In Hall v. Academy Charter School, 2025 WL 2256653 (E.D.N.Y. 2025), no bad faith was found because the attorney provided a complete and honest account of what happened, the circumstances were genuinely unusual, and responsibility was accepted without qualification. (Id. at 15.)

In both cases, the attorneys did three things: gave a complete and specific account of what occurred and why, identified the source of the fabricated citations, and accepted responsibility without minimizing. The attorney in Jimenez-Fogarty did none of these. She gave vague and contradictory explanations across multiple filings, declined to name the AI tool even after being directly ordered to describe the drafting process, and described the errors as "not uncommon in complex litigation." (Id. at 14.)

The court was direct: "Regret and apologies are not necessarily enough to avoid the imposition of sanctions for the submission of non-existent legal authority." (Id., citing Benjamin v. Costco Wholesale Corp., 779 F. Supp. 3d 341, 350 (E.D.N.Y. 2025).) What is enough, Cohen and Hall show, is transparency, specificity, and genuine acceptance of responsibility.

What Orthodoxy Produces — Mapped to the Taxonomy and Mitigation Roadmap

The taxonomy and the mitigation roadmap together describe two things: what verification requires before filing, and what documentation an attorney needs when something goes wrong.

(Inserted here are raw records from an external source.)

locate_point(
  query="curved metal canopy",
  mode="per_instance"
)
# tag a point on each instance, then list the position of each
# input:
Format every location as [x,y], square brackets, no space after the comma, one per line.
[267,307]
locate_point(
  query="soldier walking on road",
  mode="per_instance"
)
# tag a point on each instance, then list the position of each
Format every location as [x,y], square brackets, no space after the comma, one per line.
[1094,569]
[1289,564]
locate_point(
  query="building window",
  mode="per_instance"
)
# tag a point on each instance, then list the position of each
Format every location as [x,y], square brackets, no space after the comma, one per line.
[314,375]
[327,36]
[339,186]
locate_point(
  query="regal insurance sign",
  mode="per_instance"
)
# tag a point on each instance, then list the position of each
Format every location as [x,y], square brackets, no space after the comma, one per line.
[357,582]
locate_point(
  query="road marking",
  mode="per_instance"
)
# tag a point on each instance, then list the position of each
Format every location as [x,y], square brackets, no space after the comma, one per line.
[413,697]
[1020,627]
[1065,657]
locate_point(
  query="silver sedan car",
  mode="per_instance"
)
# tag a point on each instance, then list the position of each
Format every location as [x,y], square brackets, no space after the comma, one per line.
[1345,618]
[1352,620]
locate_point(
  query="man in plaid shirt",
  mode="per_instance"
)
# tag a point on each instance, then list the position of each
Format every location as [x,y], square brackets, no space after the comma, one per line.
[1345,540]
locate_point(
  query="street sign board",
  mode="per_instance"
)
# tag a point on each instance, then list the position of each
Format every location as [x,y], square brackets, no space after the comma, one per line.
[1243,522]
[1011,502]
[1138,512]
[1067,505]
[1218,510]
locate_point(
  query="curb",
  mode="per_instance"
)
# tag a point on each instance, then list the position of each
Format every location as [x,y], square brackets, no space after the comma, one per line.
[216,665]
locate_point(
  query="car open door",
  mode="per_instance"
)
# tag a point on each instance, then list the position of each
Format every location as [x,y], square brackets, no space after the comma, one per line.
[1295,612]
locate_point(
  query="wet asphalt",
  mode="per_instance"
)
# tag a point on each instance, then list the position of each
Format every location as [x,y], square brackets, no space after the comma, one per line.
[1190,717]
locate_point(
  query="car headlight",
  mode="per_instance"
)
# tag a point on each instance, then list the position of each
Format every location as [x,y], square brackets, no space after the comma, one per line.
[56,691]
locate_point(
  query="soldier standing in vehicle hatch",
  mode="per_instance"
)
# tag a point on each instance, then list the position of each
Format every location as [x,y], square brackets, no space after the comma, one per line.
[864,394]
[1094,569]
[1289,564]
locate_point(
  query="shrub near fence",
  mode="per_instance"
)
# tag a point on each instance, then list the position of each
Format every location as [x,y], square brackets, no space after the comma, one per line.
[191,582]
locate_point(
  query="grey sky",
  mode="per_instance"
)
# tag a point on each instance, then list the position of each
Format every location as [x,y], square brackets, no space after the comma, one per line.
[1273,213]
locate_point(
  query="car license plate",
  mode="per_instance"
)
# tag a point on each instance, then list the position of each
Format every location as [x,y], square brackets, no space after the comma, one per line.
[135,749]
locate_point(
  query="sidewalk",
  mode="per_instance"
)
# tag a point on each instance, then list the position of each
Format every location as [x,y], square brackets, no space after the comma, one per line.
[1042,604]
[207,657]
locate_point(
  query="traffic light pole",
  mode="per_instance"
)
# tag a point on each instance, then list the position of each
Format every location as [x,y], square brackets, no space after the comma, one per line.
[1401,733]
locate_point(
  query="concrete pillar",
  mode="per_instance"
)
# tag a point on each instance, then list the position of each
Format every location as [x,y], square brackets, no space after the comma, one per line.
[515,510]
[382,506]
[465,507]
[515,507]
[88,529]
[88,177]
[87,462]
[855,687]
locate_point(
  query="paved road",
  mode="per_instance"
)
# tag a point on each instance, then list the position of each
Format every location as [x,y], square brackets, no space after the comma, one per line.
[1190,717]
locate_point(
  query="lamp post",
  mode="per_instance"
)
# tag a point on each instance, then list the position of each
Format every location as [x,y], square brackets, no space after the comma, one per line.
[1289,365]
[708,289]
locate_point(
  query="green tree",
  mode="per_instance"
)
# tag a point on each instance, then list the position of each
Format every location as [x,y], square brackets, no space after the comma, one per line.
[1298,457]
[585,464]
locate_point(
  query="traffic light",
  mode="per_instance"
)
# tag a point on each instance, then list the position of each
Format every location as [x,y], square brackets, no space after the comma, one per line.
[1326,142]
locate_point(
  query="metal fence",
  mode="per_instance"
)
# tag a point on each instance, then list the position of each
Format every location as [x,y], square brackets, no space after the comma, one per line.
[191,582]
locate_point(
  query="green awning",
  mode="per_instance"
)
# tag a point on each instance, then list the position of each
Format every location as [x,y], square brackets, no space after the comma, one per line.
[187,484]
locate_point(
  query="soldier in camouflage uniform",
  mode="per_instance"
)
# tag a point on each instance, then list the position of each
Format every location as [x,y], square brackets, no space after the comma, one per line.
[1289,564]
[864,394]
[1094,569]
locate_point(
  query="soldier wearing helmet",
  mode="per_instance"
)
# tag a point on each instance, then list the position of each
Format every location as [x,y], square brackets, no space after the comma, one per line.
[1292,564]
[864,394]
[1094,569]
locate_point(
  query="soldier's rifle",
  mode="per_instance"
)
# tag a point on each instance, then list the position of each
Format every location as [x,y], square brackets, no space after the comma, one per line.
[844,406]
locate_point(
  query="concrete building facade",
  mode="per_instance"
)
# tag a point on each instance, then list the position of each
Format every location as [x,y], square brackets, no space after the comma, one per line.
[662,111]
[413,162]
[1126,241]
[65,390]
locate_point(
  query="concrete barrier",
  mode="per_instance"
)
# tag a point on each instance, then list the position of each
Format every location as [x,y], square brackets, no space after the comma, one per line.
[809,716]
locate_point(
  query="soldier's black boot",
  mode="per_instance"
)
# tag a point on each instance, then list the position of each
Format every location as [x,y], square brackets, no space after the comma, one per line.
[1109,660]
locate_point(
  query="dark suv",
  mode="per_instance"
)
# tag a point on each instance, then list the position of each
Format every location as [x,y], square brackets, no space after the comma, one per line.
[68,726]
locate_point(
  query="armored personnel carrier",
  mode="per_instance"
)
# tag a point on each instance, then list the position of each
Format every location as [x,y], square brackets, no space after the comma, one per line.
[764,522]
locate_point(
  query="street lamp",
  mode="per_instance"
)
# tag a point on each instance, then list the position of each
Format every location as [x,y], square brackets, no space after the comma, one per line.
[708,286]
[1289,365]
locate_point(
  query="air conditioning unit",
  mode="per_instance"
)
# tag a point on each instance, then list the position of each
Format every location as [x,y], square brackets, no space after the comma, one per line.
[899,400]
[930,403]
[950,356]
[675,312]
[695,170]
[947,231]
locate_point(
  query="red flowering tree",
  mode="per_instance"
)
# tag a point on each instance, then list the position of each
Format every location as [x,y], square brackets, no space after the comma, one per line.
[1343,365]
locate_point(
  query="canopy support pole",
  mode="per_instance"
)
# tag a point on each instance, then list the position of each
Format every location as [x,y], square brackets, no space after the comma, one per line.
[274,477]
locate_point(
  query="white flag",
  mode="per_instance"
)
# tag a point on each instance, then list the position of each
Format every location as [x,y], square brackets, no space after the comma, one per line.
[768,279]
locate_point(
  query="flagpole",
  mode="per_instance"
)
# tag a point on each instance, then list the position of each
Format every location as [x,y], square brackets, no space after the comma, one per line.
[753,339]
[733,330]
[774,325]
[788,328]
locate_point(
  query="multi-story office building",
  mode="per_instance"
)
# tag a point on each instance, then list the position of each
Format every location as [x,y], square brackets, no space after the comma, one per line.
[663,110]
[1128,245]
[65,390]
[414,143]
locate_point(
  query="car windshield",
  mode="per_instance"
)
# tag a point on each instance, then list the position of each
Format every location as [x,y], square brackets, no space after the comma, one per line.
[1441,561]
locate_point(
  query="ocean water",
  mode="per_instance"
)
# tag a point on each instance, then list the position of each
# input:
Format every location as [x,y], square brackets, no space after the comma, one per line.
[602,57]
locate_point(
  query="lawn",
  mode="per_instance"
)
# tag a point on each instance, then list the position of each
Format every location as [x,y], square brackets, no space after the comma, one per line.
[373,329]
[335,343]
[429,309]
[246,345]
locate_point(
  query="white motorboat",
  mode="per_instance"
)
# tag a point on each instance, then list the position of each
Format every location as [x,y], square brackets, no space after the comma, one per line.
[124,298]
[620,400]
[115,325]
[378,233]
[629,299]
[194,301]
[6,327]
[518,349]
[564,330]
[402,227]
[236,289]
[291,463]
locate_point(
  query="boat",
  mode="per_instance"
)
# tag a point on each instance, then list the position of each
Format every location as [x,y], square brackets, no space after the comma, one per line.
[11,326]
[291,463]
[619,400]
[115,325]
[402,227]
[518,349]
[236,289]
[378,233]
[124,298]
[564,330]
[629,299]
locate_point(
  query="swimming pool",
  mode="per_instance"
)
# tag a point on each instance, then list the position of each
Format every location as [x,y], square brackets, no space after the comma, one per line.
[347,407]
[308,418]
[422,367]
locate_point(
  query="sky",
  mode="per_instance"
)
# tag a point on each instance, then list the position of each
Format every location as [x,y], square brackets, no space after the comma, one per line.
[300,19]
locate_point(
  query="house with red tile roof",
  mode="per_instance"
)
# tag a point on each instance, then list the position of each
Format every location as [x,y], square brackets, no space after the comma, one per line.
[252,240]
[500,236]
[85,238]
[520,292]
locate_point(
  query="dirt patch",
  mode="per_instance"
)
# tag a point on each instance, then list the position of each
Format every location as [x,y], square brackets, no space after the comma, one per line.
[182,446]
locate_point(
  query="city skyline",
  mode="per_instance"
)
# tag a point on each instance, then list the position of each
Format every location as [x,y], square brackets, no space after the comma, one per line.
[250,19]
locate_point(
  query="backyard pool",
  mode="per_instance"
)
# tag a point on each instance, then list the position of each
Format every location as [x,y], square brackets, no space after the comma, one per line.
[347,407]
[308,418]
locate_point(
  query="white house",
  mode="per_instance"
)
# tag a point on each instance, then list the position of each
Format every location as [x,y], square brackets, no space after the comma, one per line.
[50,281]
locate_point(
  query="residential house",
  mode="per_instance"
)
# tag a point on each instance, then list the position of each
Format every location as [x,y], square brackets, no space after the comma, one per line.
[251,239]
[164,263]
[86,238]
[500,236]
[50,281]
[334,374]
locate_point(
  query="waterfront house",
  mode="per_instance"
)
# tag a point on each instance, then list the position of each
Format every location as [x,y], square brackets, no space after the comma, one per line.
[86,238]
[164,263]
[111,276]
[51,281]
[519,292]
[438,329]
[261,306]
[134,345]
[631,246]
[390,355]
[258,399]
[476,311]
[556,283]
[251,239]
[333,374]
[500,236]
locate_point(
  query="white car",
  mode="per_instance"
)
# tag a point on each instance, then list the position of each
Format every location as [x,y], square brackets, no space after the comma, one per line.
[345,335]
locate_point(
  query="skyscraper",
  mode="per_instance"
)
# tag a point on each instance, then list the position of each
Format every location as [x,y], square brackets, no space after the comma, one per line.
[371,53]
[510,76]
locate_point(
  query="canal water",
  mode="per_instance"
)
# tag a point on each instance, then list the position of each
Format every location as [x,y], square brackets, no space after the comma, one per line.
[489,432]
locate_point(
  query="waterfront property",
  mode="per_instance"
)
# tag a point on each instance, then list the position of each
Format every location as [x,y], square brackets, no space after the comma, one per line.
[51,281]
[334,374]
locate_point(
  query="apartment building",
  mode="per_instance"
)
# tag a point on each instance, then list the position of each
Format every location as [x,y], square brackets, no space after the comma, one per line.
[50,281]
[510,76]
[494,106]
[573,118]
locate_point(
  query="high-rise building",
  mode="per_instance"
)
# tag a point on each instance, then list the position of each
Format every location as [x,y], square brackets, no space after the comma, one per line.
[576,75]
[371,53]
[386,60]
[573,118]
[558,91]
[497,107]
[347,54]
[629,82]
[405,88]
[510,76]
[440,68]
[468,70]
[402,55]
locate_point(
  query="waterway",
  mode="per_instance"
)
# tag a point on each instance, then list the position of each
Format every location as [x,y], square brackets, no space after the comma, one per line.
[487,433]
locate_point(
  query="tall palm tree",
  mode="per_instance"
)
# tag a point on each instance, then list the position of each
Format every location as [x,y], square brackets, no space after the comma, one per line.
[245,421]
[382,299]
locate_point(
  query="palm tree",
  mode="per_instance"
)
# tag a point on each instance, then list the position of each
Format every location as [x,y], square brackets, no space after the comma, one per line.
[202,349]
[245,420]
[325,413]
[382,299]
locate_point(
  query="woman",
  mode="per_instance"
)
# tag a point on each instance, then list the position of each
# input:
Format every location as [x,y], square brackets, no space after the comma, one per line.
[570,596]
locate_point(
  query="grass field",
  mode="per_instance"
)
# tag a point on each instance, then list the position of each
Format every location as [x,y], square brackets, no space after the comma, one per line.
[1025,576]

Orthodoxy addresses both.

What the court's framework requires What Orthodoxy produces
Confirm cited cases exist at the cited location (Categories 1–2) Passage-level citation record with attorney sign-off confirming each case was independently reviewed before filing
Confirm holdings are accurately characterized (Category 3) Independent contradiction check that flags where citations conflict with each other or with the legal proposition being researched
Confirm citations are not fabricated (Category 4) Attorney-signed quality-check sign-off at the passage level, creating a contemporaneous record that each citation was independently verified
Complete identification of the AI tool used (mitigation roadmap) Session record identifying the research query and the specific output the attorney reviewed
Contemporaneous record of the verification step (mitigation roadmap) Immutable compliance certificate, timestamped and attorney-signed — cannot be altered after signing without detection
Evidence of actual review, not mere assertion of review Passage-level attestations for each citation — not a single blanket certification, but a sign-off at the level the court's taxonomy requires

Orthodoxy does not verify citations for you. It documents that you did. That distinction matters because Cohen, Hall, and Jimenez-Fogarty together show that what courts find persuasive is not an attorney's assertion that verification occurred — it is a contemporaneous record demonstrating it.

The attorney in Jimenez-Fogarty told the court she "manually cross-checks case names, docket numbers, and reporter citations against the primary sources in legal databases." (Id. at 9.) The court found that statement obviously false because a manual check of any of the fabricated citations would have immediately revealed them. There was no contemporaneous record to support the assertion. Orthodoxy creates that record.